Hi! I have stumbled upon a pretty annoying issue when training a model using tf.distribute.MirroredStrategy.

Fundamentally, after a certain number of steps in each epoch, all metrics go "nan", but the model is actually training fine under the hood.

After looking through and debugging keras' code that implements metrics, I finally found it.

keras.metrics.Mean has "total" and "count" mirrored variables that are reduced through sum: "total" just accumulates the state of the metric, "count" is used to divide "total" and give back the correct average result. When running on multiple gpus it seems that "total" could increase too drastically, overflowing, resulting in the nan metrics.

keras.metrics.Sum might have the same issue.

If you guys at keras have any idea on what path to follow to fix this, I would be happy to contribute if necessary.

P.S.: this issue could be related to some tensorflow issues describing this same behaviour, like https://github.com/tensorflow/tensorflow/issues/90686

Comment From: dhantule

Hi @gianlucasama, thanks for reporting this.

Could you please provide some reproducible code.

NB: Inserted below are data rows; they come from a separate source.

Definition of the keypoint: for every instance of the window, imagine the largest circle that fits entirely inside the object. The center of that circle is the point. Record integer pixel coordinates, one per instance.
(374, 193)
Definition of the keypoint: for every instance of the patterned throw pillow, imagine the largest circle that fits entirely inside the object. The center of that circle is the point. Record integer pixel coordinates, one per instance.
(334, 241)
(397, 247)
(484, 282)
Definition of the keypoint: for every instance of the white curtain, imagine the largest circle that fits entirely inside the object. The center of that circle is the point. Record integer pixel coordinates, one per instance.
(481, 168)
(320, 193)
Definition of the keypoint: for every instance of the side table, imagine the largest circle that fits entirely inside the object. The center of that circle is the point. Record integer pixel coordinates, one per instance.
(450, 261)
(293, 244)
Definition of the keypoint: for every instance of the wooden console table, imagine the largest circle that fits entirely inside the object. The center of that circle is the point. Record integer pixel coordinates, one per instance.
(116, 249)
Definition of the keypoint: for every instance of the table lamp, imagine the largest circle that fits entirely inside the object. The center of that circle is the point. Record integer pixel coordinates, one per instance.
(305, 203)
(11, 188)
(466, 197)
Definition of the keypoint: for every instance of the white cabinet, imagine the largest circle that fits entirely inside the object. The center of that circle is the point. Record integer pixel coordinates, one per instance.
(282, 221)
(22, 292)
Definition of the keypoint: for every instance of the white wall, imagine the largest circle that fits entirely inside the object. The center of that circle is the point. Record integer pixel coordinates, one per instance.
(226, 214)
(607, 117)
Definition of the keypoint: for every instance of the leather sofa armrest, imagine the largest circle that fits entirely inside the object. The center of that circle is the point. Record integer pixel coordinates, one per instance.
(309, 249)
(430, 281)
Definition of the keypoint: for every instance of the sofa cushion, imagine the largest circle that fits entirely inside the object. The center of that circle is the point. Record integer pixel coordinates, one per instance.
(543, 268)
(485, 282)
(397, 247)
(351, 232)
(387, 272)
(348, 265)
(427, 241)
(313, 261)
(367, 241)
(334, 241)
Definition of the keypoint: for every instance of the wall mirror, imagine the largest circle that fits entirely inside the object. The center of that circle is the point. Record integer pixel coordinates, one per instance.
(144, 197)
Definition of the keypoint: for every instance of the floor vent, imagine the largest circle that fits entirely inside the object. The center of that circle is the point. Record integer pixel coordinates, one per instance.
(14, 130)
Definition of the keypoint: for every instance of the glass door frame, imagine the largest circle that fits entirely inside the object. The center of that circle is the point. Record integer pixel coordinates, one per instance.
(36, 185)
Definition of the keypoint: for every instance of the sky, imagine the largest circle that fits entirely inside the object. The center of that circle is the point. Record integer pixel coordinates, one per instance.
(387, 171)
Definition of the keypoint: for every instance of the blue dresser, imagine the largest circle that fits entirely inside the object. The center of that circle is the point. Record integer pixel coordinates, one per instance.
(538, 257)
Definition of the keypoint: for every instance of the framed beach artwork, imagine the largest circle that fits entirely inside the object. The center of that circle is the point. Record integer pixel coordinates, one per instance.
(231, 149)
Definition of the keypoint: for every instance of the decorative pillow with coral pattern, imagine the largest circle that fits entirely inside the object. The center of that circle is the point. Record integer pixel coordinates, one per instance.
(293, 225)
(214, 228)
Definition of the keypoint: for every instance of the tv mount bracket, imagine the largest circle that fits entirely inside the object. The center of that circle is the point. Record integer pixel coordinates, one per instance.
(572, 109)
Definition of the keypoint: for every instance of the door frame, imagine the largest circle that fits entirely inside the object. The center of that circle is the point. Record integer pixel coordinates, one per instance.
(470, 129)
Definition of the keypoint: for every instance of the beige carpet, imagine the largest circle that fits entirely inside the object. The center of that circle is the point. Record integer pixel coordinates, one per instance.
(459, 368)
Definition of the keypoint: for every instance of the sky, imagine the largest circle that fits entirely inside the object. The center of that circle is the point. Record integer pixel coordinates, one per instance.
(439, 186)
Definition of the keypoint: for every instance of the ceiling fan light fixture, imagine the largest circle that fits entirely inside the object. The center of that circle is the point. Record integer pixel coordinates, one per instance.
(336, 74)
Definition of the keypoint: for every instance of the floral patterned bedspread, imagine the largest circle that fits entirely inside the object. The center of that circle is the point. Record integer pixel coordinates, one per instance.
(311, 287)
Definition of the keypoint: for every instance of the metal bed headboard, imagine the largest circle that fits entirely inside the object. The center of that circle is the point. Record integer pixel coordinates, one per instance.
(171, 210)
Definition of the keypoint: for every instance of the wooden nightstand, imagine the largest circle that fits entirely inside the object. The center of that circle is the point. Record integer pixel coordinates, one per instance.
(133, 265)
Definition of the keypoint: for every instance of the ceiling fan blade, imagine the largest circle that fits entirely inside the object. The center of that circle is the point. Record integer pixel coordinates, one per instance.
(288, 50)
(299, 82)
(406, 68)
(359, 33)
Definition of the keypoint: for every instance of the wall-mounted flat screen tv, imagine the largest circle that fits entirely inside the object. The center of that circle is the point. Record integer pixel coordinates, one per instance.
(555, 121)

Comment From: gianlucasama

I created a simple test script to reproduce the issue.

I am running: tensorflow==2.17.0 keras==3.9.0 numpy==1.26.4

Hardware: Lambda cloud's 8 V100 GPUs machine

Inside the latest gpu-enabled tensorflow docker container.

nvcc output: nvcc: NVIDIA (R) Cuda compiler driver Copyright (c) 2005-2023 NVIDIA Corporation Built on Wed_Nov_22_10:17:15_PST_2023 Cuda compilation tools, release 12.3, V12.3.107 Build cuda_12.3.r12.3/compiler.33567101_0

nvidia-smi output: NVIDIA-SMI 570.148.08
Driver Version: 570.148.08
CUDA Version: 12.8 And the 8 gpus

Test script:

import tensorflow as tf
import numpy as np
import keras

strategy = tf.distribute.MirroredStrategy()

num_samples = 1000000
x_train = np.random.random((num_samples, 32)).astype(np.float32)
y_train = np.random.random((num_samples, 10)).astype(
    np.float32
)

with strategy.scope():
    model = keras.Sequential(
        [
            keras.layers.Dense(64, activation="relu"),
            keras.layers.Dense(10, activation=None),
        ]
    )
    model.compile(
        optimizer=keras.optimizers.Adam(),
        loss=keras.losses.MeanSquaredError(),
    )

model.fit(x_train, y_train, epochs=1000, batch_size=8, verbose=1)

Metrics go nan after some specific number of steps, but again the model should be training fine under the hood.

Comment From: gianlucasama

By upgrading to keras==3.10 I am not getting the issue it seems, so it could be a thing you guys fixed in the last update maybe? Nevertheless it's certainly a weird and annoying bug to watch out for as it makes training logs practically useless and it seems to have been an issue for others going back years.

Comment From: dhantule

Hi @gianlucasama, thanks for your response, Can we close this issue since it's working with keras 3.10.0?

Comment From: github-actions[bot]

This issue is stale because it has been open for 14 days with no activity. It will be closed if no further activity occurs. Thank you.